NSA meets Dunder Mifflin. Will executive staff need to wear them, too?

An employee ID capable of spying on you

The employee badge you're wearing could be spying on you.

CNN reports that Hitachi, a Japan-based electronics manufacturer, is selling an Orwellian device with that capability to corporations looking to improve workplace efficiency.

The 33-ounce Hitachi Business Microscope looks like a typical employee ID. But embedded in each badge are "infrared sensors, an accelerometer, a microphone sensor and a wireless communication device" capable of tracking "who talks to whom, how often, where and how energetically."

According to Hitachi, the badge records, among other things, "the distance between people talking face-to face" and "an individual's activity level (active or nonactive), which is determined on the basis of subtle movements detected (such as talking, nodding and silence)."

In other words, it tracks your every move.

"Imagine being followed around the office or the factory all day by the snoopiest boss in the world," Bob Greene wrote on CNN.com. "Even into the restroom."

Take an extra long bathroom break? Your boss knows.

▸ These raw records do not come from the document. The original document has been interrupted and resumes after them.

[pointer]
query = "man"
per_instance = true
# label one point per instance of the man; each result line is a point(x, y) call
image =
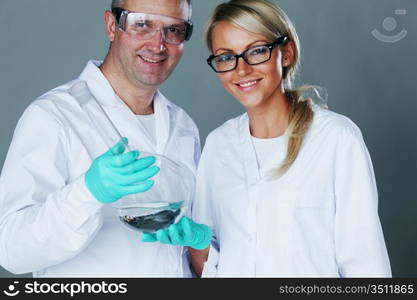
point(56, 183)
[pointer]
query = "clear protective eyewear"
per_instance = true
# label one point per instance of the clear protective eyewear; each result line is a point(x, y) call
point(144, 26)
point(252, 56)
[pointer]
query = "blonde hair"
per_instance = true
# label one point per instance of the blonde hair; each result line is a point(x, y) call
point(265, 18)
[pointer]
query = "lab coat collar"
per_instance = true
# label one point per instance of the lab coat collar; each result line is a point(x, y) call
point(248, 151)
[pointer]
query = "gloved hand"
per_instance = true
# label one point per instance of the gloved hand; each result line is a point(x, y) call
point(186, 233)
point(115, 174)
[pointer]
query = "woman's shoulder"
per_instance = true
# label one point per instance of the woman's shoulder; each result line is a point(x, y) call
point(228, 130)
point(327, 121)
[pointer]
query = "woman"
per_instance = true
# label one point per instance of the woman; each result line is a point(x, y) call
point(288, 187)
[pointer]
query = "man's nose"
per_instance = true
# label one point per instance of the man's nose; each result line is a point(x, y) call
point(157, 42)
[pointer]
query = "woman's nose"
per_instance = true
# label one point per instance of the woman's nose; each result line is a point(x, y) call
point(243, 68)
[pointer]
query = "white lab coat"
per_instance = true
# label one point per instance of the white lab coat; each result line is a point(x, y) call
point(320, 219)
point(50, 224)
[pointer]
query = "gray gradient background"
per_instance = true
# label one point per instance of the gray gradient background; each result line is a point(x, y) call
point(45, 43)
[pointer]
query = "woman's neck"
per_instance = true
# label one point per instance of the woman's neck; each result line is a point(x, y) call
point(270, 119)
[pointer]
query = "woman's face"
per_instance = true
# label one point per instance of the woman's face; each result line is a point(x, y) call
point(252, 85)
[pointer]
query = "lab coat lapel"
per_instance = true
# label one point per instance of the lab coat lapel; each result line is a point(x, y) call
point(120, 114)
point(248, 152)
point(162, 120)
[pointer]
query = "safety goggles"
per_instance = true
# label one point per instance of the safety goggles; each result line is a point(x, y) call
point(252, 56)
point(144, 26)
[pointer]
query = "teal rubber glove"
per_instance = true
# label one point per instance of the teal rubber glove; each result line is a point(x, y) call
point(186, 233)
point(115, 174)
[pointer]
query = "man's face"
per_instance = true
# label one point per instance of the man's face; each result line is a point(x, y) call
point(148, 62)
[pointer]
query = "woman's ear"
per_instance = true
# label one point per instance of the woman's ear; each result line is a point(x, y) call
point(110, 23)
point(288, 53)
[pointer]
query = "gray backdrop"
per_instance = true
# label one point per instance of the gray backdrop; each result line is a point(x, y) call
point(45, 43)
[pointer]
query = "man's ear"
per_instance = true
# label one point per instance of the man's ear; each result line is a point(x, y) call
point(288, 54)
point(110, 23)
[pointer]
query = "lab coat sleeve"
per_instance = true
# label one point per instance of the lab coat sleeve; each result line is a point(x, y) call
point(44, 219)
point(202, 208)
point(359, 240)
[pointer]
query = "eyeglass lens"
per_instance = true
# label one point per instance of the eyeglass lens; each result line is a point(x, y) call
point(144, 27)
point(252, 56)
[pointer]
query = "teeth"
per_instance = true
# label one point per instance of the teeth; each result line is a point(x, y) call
point(247, 83)
point(150, 60)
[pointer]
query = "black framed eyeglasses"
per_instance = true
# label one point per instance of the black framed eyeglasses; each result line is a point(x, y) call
point(252, 56)
point(144, 26)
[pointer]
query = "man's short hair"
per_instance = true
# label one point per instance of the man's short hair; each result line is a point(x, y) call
point(119, 4)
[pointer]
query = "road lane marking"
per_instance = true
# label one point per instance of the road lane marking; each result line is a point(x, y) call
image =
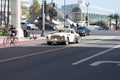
point(104, 62)
point(37, 53)
point(93, 56)
point(29, 55)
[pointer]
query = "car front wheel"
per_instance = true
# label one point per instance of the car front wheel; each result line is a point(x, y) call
point(49, 43)
point(67, 41)
point(78, 40)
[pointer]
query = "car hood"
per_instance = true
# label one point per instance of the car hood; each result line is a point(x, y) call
point(60, 34)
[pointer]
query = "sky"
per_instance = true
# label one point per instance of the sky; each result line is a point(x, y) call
point(108, 4)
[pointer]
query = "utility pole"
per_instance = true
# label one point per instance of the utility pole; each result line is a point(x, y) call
point(43, 18)
point(87, 16)
point(64, 13)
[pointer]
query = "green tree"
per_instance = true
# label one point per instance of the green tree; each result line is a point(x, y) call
point(24, 10)
point(116, 17)
point(35, 7)
point(102, 24)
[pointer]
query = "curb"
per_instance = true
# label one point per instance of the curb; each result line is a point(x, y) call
point(25, 41)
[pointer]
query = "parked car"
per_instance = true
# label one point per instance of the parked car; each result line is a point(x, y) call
point(63, 36)
point(82, 31)
point(49, 27)
point(27, 26)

Spend too much time talking sports with Steve in accounting? Your boss knows.

Not energetic enough in strategy meetings? Yep, your boss knows that, too.

Before leaving the office, employees are instructed to place the badge in a cradle, which recharges the battery, downloads the data and sends it to Hitachi's data center.

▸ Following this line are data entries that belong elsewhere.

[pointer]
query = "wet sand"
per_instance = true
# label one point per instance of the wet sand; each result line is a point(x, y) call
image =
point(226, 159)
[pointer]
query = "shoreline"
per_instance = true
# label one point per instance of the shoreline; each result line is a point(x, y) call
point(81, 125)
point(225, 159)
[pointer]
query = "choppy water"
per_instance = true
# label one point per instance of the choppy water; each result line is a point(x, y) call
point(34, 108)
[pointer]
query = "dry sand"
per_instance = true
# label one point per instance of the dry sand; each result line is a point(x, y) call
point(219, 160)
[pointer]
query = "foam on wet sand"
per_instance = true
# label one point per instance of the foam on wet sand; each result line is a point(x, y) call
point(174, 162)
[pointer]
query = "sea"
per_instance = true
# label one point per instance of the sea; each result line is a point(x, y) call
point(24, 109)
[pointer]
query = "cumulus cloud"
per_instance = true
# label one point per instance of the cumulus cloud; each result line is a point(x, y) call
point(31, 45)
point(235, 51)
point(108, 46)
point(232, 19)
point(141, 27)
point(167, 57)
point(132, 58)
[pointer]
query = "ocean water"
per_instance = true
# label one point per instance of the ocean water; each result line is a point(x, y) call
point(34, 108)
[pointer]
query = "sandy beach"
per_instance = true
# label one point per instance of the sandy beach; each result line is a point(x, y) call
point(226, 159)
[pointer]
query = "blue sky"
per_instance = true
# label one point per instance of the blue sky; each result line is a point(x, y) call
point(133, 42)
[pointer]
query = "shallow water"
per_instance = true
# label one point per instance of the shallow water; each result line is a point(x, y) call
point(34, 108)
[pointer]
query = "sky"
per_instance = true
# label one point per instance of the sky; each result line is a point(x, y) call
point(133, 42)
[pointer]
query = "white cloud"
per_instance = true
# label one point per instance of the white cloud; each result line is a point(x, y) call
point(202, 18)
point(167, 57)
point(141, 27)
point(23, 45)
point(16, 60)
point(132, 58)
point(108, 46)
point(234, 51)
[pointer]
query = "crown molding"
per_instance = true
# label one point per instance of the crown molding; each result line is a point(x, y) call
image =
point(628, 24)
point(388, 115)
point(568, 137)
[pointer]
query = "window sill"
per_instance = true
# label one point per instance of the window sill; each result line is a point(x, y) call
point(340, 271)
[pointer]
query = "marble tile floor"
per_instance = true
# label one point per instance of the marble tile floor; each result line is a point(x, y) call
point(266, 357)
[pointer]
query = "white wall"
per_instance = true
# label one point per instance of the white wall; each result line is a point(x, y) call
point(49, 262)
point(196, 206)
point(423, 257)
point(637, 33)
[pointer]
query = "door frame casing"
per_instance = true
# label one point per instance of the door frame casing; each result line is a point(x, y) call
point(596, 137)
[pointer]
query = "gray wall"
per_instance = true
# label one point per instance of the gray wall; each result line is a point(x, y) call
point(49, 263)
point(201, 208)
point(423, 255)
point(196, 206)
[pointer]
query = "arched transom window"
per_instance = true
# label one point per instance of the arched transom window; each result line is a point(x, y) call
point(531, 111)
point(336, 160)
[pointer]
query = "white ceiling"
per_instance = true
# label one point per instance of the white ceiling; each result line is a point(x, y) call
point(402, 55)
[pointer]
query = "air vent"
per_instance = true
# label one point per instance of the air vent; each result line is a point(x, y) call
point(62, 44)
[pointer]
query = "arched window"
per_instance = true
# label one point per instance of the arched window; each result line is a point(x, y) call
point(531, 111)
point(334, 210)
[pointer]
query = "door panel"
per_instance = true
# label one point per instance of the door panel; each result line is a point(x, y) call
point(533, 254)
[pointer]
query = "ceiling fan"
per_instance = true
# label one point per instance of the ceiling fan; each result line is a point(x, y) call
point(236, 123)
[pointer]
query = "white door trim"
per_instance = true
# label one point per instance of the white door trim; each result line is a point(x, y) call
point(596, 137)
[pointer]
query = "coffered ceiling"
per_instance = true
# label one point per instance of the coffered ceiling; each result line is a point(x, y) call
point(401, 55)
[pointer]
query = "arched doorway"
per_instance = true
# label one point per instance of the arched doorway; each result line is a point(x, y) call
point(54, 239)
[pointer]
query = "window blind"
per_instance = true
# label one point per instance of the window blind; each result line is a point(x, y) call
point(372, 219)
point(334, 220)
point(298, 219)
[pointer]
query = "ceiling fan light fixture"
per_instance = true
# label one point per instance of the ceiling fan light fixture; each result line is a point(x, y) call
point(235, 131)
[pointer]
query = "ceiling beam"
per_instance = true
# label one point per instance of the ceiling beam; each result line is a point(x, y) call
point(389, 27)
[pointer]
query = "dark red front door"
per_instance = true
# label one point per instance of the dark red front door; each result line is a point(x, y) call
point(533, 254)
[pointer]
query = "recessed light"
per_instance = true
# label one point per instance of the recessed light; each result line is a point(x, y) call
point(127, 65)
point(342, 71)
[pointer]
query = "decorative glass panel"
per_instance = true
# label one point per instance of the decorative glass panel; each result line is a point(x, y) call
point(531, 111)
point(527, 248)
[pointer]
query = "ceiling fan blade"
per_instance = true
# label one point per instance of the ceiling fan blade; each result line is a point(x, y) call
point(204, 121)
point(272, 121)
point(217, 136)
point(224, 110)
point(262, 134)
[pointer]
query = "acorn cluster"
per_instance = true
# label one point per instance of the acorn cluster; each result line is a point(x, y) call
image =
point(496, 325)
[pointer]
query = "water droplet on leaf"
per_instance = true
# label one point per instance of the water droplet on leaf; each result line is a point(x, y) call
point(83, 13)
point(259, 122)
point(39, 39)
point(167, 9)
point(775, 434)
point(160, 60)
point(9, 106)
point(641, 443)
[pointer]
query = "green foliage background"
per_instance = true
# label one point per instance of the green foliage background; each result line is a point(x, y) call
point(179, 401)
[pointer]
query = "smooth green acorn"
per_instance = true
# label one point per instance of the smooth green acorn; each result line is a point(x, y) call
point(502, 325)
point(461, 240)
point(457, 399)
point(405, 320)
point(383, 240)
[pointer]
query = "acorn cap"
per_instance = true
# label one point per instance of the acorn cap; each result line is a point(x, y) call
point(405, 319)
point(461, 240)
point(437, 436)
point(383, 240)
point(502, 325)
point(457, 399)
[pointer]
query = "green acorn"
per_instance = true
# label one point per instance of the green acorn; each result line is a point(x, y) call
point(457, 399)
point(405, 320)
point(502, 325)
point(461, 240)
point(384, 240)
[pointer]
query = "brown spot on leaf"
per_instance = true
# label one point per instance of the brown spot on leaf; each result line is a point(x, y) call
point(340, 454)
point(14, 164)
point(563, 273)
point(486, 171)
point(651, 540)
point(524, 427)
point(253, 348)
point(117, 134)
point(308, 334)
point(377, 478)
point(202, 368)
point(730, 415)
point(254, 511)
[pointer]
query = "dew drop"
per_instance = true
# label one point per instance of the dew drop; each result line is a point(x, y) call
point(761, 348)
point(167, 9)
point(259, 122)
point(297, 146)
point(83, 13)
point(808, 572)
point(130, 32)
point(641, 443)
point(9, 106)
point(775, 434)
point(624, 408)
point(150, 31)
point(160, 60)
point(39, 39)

By analyzing the "enormous amount of data collected with the Business Microscope," Hitachi boasts, company brass will be able "to propose methods to improve organizational communication and quantitatively evaluate efficacy."

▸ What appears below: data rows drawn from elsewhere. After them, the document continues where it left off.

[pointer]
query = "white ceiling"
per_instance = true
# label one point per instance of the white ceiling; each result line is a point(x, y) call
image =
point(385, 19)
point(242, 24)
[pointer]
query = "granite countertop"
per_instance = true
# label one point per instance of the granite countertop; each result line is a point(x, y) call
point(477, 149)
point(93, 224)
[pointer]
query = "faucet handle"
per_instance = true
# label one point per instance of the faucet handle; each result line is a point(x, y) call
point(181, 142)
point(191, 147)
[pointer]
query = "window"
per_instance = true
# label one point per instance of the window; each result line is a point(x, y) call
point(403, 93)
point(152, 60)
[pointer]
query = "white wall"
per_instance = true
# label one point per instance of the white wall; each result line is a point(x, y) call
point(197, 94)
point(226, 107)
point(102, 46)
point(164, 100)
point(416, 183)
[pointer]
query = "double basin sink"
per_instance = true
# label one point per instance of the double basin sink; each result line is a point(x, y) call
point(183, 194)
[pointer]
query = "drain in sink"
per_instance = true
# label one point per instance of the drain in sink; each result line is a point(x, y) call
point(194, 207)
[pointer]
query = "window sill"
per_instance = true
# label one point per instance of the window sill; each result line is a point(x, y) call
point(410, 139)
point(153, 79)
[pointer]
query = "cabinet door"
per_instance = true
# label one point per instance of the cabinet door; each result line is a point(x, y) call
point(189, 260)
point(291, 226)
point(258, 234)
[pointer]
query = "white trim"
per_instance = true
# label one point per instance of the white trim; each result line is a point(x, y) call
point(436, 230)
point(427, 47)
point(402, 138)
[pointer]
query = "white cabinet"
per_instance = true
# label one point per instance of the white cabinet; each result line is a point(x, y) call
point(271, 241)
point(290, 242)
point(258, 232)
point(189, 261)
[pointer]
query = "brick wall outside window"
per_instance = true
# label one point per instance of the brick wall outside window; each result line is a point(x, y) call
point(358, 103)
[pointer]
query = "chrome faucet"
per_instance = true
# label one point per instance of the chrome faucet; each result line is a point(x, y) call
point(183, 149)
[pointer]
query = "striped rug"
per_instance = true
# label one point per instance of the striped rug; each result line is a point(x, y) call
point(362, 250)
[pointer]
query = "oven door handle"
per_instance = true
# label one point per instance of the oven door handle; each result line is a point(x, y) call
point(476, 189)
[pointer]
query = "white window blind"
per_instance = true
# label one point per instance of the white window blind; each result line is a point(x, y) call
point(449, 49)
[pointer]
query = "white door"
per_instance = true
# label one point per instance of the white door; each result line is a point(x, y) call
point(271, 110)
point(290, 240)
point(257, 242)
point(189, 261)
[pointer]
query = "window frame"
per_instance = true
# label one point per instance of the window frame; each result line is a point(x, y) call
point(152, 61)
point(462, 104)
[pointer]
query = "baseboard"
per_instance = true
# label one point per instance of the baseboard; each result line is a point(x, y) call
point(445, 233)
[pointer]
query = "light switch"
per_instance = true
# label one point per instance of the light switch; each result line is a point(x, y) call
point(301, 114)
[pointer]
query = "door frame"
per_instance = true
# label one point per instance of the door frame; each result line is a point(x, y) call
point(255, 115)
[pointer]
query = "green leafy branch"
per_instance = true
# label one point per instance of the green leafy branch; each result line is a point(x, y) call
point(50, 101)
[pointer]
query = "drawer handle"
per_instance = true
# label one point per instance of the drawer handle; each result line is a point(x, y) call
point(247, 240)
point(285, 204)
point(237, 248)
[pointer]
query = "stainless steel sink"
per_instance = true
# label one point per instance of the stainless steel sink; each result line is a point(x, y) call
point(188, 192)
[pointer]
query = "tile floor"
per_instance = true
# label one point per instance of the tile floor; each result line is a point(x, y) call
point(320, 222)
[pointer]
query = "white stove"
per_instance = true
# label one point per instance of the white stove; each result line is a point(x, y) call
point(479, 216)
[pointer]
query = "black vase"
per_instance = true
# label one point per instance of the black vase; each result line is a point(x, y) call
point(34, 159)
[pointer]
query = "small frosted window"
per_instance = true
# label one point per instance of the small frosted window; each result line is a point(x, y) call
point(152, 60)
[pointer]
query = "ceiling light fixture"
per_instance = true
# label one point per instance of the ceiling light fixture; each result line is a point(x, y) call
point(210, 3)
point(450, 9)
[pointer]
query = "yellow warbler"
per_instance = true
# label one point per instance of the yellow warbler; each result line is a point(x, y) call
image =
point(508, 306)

If it sounds like the NSA meets Dunder Mifflin Paper Company, the fictional workplace in the TV show "The Office," that's because it is.

The Business Microscope was first developed in 2007. In 2012, Hitachi rolled out improved analytics technology to help companies "sensibly visualize inner-company communication."

It's unclear how many of the devices Hitachi has sold or how many companies are currently using them. A representative for Hitachi did not immediately return a request for comment.

But the push to monitor employees' movements at work has been gathering steam.

Wearable tech like smart watches and Google Glass are allowing companies to gather "subtle data" about their employees — and drawing the ire of privacy advocates.

"It's true that employers are paying for your time when you're on the clock, but micro-monitoring is not a good way to ensure maximum productivity," John Hayward wrote on Breitbart.com. "It's far better to create an environment in which employees have incentives to perform. Supervision is not the same thing as surveillance."

"I'm curious," Eric Hopp wrote on DailyKos.com. "If corporations start forcing their employees to wear these Hitachi Business Microscope, will the CEOs and top corporate leaders also be required to wear these devices? And who will be listening?"

"Before companies ask employees and customers to strap gadgets to their heads, chests or wrists, they should let the users know exactly what’s being tracked and analyzed," Greg Beaubien wrote on PRSA.org. "Pushing wearable gadgets to increase efficiency or productivity will likely backfire and hurt morale."